The study also revealed a critical vulnerability linked to a gene called FBXW7, which is frequently mutated in certain cancers. "When FBXW7 is mutated, pyruvate carboxylase partially disappears, pyruvate can no longer be used efficiently, and cells become dependent on glutamine," explained Dr. Lisci, first author of the paper. This means tumors with FBXW7 mutations lose their backup route and become even more dependent on glutamine — potentially making them easier to starve.
The findings help explain why some therapies targeting glutamine metabolism fail. Cancer cells are metabolic survivors; when one pathway closes, they reroute through another. But by exposing the biotin-dependent mechanism behind this flexibility, the Lausanne team has identified a new angle of attack.

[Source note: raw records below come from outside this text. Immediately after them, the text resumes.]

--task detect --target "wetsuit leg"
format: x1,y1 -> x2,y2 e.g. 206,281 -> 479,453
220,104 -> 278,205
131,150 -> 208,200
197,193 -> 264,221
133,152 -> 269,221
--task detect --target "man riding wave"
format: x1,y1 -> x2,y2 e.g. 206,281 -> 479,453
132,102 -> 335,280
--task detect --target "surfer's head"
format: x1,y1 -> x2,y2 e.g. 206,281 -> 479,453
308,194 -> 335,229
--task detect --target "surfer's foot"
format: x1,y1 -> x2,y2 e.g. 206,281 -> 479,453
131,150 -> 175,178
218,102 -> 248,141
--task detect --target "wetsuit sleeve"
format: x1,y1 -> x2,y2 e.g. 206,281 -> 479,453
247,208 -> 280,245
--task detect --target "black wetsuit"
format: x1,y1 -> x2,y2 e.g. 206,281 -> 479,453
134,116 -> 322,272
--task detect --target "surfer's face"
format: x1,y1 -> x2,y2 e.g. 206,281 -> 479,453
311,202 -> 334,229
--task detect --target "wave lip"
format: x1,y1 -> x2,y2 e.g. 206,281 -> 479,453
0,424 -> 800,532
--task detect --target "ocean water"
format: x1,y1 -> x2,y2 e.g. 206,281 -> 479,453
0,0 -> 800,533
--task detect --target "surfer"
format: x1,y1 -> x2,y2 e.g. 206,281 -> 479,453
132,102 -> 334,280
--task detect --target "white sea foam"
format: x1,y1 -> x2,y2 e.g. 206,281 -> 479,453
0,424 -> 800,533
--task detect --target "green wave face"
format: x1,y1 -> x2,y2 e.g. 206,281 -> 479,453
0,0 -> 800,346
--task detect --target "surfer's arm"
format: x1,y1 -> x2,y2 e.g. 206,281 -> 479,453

"In the longer term, this research opens up new avenues for better understanding the metabolic vulnerabilities of cancers and for designing innovative therapeutic strategies that take into account the great metabolic flexibility of tumor cells, notably by targeting several metabolic pathways simultaneously," said Professor Jourdain. The research was conducted in collaboration with teams at Northeastern University in the United States, along with the faculty's metabolomics and proteomics platforms.
The road from laboratory discovery to patient treatment is long, but these findings offer a promising new direction: instead of trying to block just one metabolic route, future treatments might cut off several at once, leaving cancer cells with nowhere left to run.